Уходи, дескать. Ну уж нет. Речкалов сел на стул, вытянув больную ногу:
— Давай, Агеев. Говори.
— А чё говорить? — заорал вдруг Агеев, в монгольских его глазках вскипело ожесточение. — Чо тут говорить? — Выкинул руку в сторону Федотова: — На работу плюнул, на всех плюнул, четвертый день лежмя лежит, только харчиться в столовку ходит… Толя к нему и с одного борта зайдет, и с другого… Чё там говорить? Набить ему морду, гаду вшивому!

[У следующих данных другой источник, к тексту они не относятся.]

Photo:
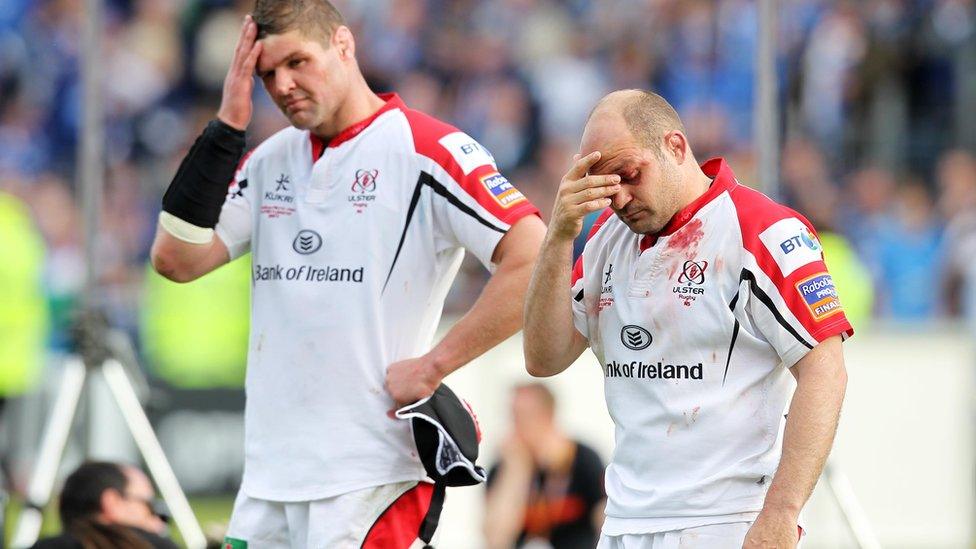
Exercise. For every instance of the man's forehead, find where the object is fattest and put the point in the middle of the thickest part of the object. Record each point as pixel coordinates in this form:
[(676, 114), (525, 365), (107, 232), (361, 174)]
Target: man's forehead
[(278, 47)]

— Стой, — сказал Речкалов. — Без драки!
Но его голос утонул в мгновенном взрыве выкриков и движений. Надвинулись, разъяренные, Толстикова и кого-то еще отшвырнули в сторону, и уже сорвал Агеев одеяло с Федотова, а тот по-волчьи смотрел, прижавшись к спинке койки, в грязных кальсонах и рваном свитере. Еще миг — и началась бы расправа…
По койкам, чуть не по головам кинулся Речкалов, забыв о больной ноге. Встал перед Агеевым, раскинув руки:
— Назад!
— Вы в наши дела не лезьте, — исподлобья смотрел Агеев.
— Назад, говорю! — Речкалов стоял, как скала. — Самосуда не допущу. — добавил он твердо и скомандовал по-военному: — Разойдись! — И повернулся к Федотову: — Почему на работу не выходишь? — Тот молчал, натягивая на себя одеяло и какое-то тряпье. — Тебя спрашиваю, Федотов. Ну? Ты болен?
— Голодный я! — зло глянул Федотов. — Голодный!
— А мы что, сытые? Что ж, нам всем теперь по койкам и ждать, когда со жратвой станет лучше? А судоремонт как?
— А мне-то что! Сначала накормите, потом работать пойду.
— Во как! — не сразу нашелся Речкалов, что ответить. — Да блокада же, дурья твоя голова! Блокада, понимаешь ты это?
Но это слово, внезапно вошедшее в жизнь и для него исполненное грозного смысла, для Федотова, как видно, ничего не значило. Даже отвечать Федотов не стал. Сунул руку за пазуху, заскреб.